Iraq is our Nation of the Month and we’ve began exploring the culinary offerings and traditions from the cradle of civilisation. Here is a salad with very fresh flavours that is a nice addition to the table heading into the Spring and Summer months, especially.
Searching for traditional dishes and new recipes to try out in honour of Iraq I have discovered a couple gems; not of specific recipes, but rather entire blogs. I love it when “Nation of the Month” leads me to discover other blogs that I might never have come across otherwise. Check out these two Iraqi food bloggers:
Sham is an Instagram sensation. He shares his recipes through Instagram and his YouTube Channel and has a great mix of vegan recipes spanning Iraqi, Mediterranean and American cuisines.
I choose life over death. I choose colours. I choose vegan because it’s better for the environment, reduces animals suffering and healthier for human beings. I choose my cause and my story to be compassionate. I choose the right choice because I can.Iraqi Vegan Chef Sham Hasan @theherbivorist
I really admire the spirit behind Sara’s blog Add a Little Lemon. She writes “There is something to be said for the way food connects us, guides us, moves us.” Visiting her blog I think you can really see that it connects us in many ways. From very personal ways, like how it connects Sara to her heritage, to very global ways like how it has the potential to connect us all.
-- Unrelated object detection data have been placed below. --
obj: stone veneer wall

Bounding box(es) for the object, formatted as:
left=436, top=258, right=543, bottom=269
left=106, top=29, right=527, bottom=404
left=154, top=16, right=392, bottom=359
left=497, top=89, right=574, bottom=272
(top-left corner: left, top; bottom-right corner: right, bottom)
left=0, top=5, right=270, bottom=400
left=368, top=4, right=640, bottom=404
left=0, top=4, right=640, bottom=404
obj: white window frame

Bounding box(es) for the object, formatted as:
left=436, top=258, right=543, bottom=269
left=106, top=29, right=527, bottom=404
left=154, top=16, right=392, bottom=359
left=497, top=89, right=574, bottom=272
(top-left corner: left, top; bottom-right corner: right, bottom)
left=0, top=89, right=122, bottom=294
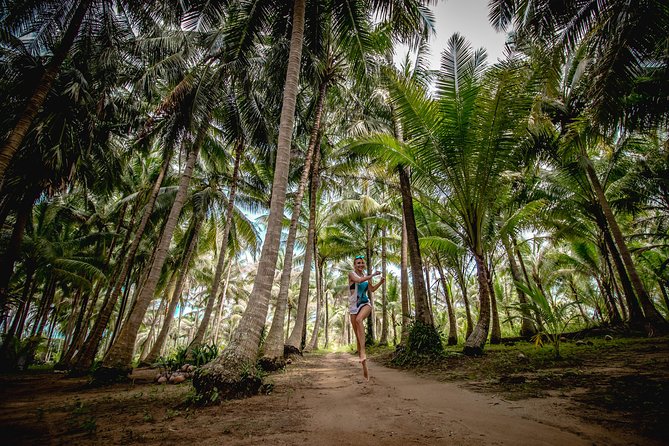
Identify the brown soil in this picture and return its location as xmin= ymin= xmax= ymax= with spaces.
xmin=0 ymin=339 xmax=669 ymax=446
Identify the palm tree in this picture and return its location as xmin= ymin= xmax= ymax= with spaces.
xmin=0 ymin=0 xmax=180 ymax=178
xmin=490 ymin=0 xmax=669 ymax=130
xmin=193 ymin=0 xmax=306 ymax=397
xmin=352 ymin=34 xmax=532 ymax=354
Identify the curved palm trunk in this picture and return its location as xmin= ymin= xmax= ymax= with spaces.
xmin=488 ymin=268 xmax=502 ymax=344
xmin=0 ymin=193 xmax=37 ymax=314
xmin=144 ymin=215 xmax=201 ymax=363
xmin=73 ymin=153 xmax=171 ymax=370
xmin=502 ymin=236 xmax=537 ymax=339
xmin=193 ymin=0 xmax=306 ymax=398
xmin=462 ymin=253 xmax=490 ymax=355
xmin=188 ymin=139 xmax=244 ymax=350
xmin=457 ymin=267 xmax=474 ymax=339
xmin=101 ymin=140 xmax=201 ymax=374
xmin=379 ymin=228 xmax=388 ymax=345
xmin=399 ymin=167 xmax=433 ymax=325
xmin=286 ymin=160 xmax=320 ymax=350
xmin=214 ymin=261 xmax=232 ymax=345
xmin=585 ymin=160 xmax=667 ymax=335
xmin=263 ymin=85 xmax=328 ymax=359
xmin=595 ymin=199 xmax=645 ymax=329
xmin=400 ymin=213 xmax=411 ymax=344
xmin=139 ymin=278 xmax=170 ymax=367
xmin=309 ymin=253 xmax=323 ymax=350
xmin=436 ymin=257 xmax=458 ymax=345
xmin=0 ymin=0 xmax=92 ymax=179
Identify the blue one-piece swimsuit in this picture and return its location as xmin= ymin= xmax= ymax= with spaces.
xmin=348 ymin=274 xmax=371 ymax=314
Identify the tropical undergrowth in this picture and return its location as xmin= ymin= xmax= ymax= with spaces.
xmin=392 ymin=321 xmax=444 ymax=366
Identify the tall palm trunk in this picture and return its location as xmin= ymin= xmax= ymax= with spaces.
xmin=436 ymin=257 xmax=458 ymax=345
xmin=398 ymin=167 xmax=433 ymax=325
xmin=457 ymin=266 xmax=474 ymax=339
xmin=0 ymin=192 xmax=37 ymax=314
xmin=263 ymin=82 xmax=328 ymax=359
xmin=379 ymin=227 xmax=388 ymax=345
xmin=286 ymin=145 xmax=321 ymax=350
xmin=193 ymin=0 xmax=306 ymax=398
xmin=365 ymin=225 xmax=376 ymax=345
xmin=502 ymin=236 xmax=537 ymax=339
xmin=488 ymin=262 xmax=502 ymax=344
xmin=214 ymin=260 xmax=235 ymax=345
xmin=144 ymin=215 xmax=201 ymax=363
xmin=188 ymin=138 xmax=244 ymax=350
xmin=309 ymin=249 xmax=323 ymax=350
xmin=595 ymin=204 xmax=645 ymax=329
xmin=139 ymin=278 xmax=174 ymax=366
xmin=101 ymin=139 xmax=198 ymax=374
xmin=463 ymin=253 xmax=490 ymax=355
xmin=73 ymin=152 xmax=171 ymax=370
xmin=0 ymin=0 xmax=92 ymax=179
xmin=585 ymin=160 xmax=667 ymax=335
xmin=400 ymin=213 xmax=411 ymax=344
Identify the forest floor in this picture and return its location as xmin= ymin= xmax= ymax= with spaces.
xmin=0 ymin=337 xmax=669 ymax=446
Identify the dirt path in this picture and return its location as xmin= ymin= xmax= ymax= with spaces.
xmin=0 ymin=353 xmax=660 ymax=446
xmin=290 ymin=354 xmax=649 ymax=446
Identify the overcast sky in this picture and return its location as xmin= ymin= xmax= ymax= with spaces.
xmin=395 ymin=0 xmax=506 ymax=69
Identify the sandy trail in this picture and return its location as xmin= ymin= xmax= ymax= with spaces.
xmin=290 ymin=354 xmax=648 ymax=446
xmin=0 ymin=353 xmax=661 ymax=446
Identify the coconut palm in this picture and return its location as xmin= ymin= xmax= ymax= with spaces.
xmin=0 ymin=0 xmax=181 ymax=178
xmin=490 ymin=0 xmax=669 ymax=130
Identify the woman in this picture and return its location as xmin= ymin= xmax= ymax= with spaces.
xmin=348 ymin=256 xmax=386 ymax=380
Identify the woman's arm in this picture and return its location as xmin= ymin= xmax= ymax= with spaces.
xmin=348 ymin=271 xmax=381 ymax=283
xmin=369 ymin=277 xmax=386 ymax=293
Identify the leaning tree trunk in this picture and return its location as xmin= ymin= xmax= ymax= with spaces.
xmin=502 ymin=236 xmax=537 ymax=339
xmin=214 ymin=259 xmax=232 ymax=345
xmin=488 ymin=268 xmax=502 ymax=344
xmin=437 ymin=257 xmax=458 ymax=345
xmin=399 ymin=167 xmax=433 ymax=325
xmin=379 ymin=227 xmax=388 ymax=345
xmin=98 ymin=139 xmax=200 ymax=379
xmin=0 ymin=193 xmax=37 ymax=315
xmin=398 ymin=166 xmax=443 ymax=354
xmin=400 ymin=213 xmax=411 ymax=344
xmin=462 ymin=253 xmax=490 ymax=356
xmin=286 ymin=138 xmax=321 ymax=350
xmin=263 ymin=78 xmax=327 ymax=362
xmin=595 ymin=202 xmax=646 ymax=329
xmin=0 ymin=0 xmax=92 ymax=179
xmin=309 ymin=246 xmax=323 ymax=350
xmin=72 ymin=152 xmax=171 ymax=371
xmin=188 ymin=139 xmax=244 ymax=351
xmin=144 ymin=215 xmax=202 ymax=364
xmin=585 ymin=160 xmax=667 ymax=336
xmin=193 ymin=0 xmax=306 ymax=401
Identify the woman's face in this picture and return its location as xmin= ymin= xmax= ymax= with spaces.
xmin=353 ymin=259 xmax=365 ymax=271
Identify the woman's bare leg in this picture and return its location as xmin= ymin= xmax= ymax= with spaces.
xmin=351 ymin=314 xmax=360 ymax=355
xmin=355 ymin=305 xmax=372 ymax=380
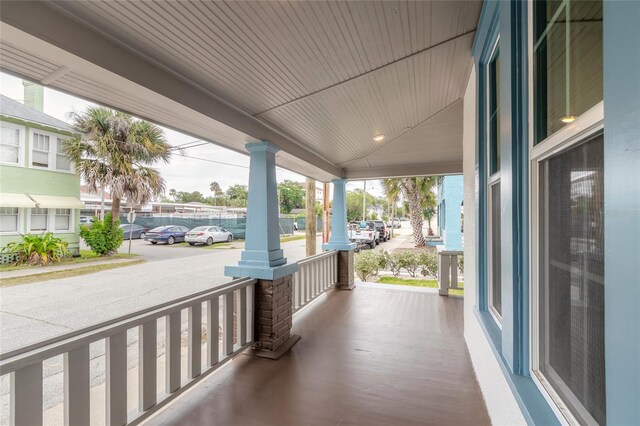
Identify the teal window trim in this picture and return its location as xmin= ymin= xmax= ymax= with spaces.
xmin=472 ymin=0 xmax=560 ymax=425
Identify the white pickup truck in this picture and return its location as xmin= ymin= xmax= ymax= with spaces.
xmin=349 ymin=221 xmax=380 ymax=249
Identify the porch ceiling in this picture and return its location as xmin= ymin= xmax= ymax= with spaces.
xmin=1 ymin=1 xmax=482 ymax=180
Last night we feasted on Sara’s recipe for Iraqi Dolmas… Now, we have enjoyed the occasional Dolma, especially during our travels through Greece and Turkey where they seem to taste so much better than the ones you can find here. But the Iraqi method brings the dish to a whole new level. Instead of simple rice-stuffed vine leaves, in Iraq the filling is made from and stuffed into a whole assortment of vegetables and thoughtfully stacked into a heavy deep dish where the different levels of heat will cook each vegetable to it’s ideal doneness, from the gently caramelised onions at the base to the tender steamed leaves at the top of the pot. Genius. (And very tasty, too!
Just Beet It…
…beet it, beet it, beet it.
Back to the light and fresh flavours of this delightfully simple salad. Don’t be intimidated by the prep time on this one, aside from the roasting of the beetroot this recipe only takes a few minutes hands-on to pull together. There are of course faster ways we could cook the beetroot, by dicing it first and then boiling, steaming, or roasting. And you’re more than welcome to substitute your preferred cooking method, or grate it uncooked if you’re of the raw food persuasion, or even use dare-I-say-it ::gasp:: precooked beetroot (if you use that route the whole salad will only take about 2 minutes) The benefit of whole roasting in skin is that it develops the most flavour, and the outer skin easily peels off the beetroot once they’re cooked, no peeler required.
Iraqi Beetroot Salad
- 4 Small Beetroot
- 3 Medium Tomatoes
- 1 Cucumber
- 20g Flat Leaf Parsley
- 2 teaspoons Distilled Vinegar
- Zest and Juice of 1 Lemon
- 1 teaspoon Sumac
- Salt and Pepper to taste
- Roast the Beetroot whole in skin: Preheat oven to 180 degrees celsius. Wash the Beetroot and wrap them in foil. Cook for about 40 minutes (or until tinder).
- Meanwhile, prep the rest of your ingredients. Deseed the Tomatoes and Cucumbers. Dice them into small pieces. Wash the parsley, remove stems, and chop. Add the Lemon Zest and Juice, Sumac, Salt, and Pepper.
- When the Beetroot is cooked, once they are cool enough to handle, rub off the outer skin and dice to the same size as the Tomatoes and Cucumbers.
- Mix, and serve!
Add some finely chopped fresh mint to give the salad even more refreshing oumph. Or, add some chickpeas for a protein boost!
Any thoughts what Iraqi dish we should try next?